During World War II, Sen Yung served in the United States Air Force in real life, appearing in the military play and film Winged Victory, and portrayed such Japanese characters as Joe Totsuiko in Humphrey Bogart's Across the Pacific.
Other films of note for the California native include The Good Earth (1937), crime noir thriller Woman on the Run (1950), Ginger Rogers' The Groom Wore Spurs (1951), John Garfield's The Breaking Point (1951), independent sci-fi film She Demons (1958), the musical Flower Drum Song (1961) and Sen Yung's final big-screen appearance, The Man With Bogart's Face (1980).
Arguably his greatest role came as lawyer clerk Ong Chi Seng in Bette Davis' The Letter (1940).
A stint in early '60s TV show Bachelor Father paved the way for the cook role he'd fill on Bonanza.
According to IMDb, Sen Yung was an accomplished Cantonese-style chef and the author of 1974's Great Wok Cookbook.
He also had a regular role in the '70s TV series Kung-Fu plus prior character actor gigs (usually as an Asian stereotype) on Death Valley Days (as episode lead Quon Kee), Perry Mason, Here's Lucy, Mister Ed, Hawaii Five-O and Get Smart.
In 1972, Sen Yung was on Pacific Southwest Airlines Flight 710, which was hijacked. The FBI stormed the plane, and in the ensuing gunfire Sen Yung was shot in the lower back. He and another wounded passenger survived, but a third passenger and the two hijackers were killed.
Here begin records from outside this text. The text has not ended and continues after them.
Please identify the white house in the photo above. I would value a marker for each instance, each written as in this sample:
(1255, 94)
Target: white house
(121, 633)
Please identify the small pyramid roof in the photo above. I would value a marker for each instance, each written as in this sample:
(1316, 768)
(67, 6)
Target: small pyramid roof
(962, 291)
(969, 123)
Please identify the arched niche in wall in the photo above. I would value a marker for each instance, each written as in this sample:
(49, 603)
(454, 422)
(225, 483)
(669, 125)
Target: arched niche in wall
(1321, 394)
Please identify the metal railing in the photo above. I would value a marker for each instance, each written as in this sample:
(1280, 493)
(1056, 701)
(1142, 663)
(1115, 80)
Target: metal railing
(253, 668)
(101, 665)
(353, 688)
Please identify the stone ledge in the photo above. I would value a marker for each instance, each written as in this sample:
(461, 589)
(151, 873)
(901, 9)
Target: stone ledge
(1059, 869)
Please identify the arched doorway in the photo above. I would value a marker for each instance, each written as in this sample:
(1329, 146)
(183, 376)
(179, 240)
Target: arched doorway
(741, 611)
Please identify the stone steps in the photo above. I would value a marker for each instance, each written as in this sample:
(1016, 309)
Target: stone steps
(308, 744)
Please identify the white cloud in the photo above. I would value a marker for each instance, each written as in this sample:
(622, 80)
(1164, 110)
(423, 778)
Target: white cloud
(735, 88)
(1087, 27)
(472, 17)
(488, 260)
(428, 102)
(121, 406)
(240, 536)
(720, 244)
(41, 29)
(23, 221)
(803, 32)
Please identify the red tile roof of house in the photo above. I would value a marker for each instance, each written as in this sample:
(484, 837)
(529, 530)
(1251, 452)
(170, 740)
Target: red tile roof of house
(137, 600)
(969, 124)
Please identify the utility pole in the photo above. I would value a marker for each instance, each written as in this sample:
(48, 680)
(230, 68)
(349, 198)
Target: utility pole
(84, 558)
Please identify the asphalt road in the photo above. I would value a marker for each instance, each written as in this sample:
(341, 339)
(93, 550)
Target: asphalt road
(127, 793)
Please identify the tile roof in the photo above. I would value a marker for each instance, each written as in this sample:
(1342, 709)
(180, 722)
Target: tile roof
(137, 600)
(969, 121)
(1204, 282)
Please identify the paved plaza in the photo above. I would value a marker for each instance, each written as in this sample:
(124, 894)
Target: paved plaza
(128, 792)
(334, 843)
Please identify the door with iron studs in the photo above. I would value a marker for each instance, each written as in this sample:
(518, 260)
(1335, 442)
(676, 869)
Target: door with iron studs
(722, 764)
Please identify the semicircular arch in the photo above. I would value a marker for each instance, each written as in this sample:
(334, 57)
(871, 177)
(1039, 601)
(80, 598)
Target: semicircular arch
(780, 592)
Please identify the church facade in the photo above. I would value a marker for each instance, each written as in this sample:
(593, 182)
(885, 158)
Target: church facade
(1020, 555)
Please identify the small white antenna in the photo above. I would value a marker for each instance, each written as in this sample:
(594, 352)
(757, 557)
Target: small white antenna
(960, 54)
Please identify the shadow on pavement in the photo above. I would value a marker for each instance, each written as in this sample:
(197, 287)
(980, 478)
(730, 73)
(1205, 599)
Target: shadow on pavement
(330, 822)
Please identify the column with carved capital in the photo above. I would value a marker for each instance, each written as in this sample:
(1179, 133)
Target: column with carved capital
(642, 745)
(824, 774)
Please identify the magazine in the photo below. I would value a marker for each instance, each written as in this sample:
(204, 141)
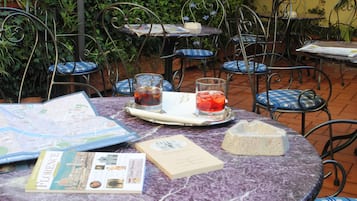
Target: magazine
(87, 172)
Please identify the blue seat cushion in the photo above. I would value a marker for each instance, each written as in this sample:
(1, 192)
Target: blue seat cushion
(239, 66)
(246, 39)
(288, 99)
(195, 53)
(79, 67)
(336, 199)
(123, 87)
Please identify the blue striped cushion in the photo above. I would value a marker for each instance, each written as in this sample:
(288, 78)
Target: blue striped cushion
(122, 87)
(239, 66)
(195, 53)
(79, 67)
(288, 99)
(336, 199)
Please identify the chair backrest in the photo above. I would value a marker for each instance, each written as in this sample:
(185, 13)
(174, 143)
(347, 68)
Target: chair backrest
(341, 29)
(131, 51)
(249, 32)
(28, 47)
(211, 13)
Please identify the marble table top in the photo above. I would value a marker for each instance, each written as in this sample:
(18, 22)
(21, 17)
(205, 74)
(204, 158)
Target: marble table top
(295, 176)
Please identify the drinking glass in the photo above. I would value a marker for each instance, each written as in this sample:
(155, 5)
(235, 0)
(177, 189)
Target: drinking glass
(148, 91)
(210, 96)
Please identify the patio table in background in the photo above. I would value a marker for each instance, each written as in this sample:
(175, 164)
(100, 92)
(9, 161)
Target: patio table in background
(297, 175)
(171, 39)
(338, 51)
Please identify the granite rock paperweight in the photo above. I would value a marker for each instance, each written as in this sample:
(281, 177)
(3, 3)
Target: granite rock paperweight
(255, 138)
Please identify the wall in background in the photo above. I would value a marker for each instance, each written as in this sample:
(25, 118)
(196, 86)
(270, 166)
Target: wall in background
(302, 6)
Sen Yung, who'd been billed at times as Victor Young, passed away in 1980 at his North Hollywood home. What was first investigated as a potential murder was later deemed an accidental natural gas poisoning from a gas leak.
Bonanza's Pernell Roberts funded Sen Yung's funeral and provided the eulogy.
Per Wikipedia, the Victor Sen Yung Memorial Scholarship is awarded each year by the Chinese Alumni Association of the University of California, Berkeley, where Sen Yung majored in animal husbandry.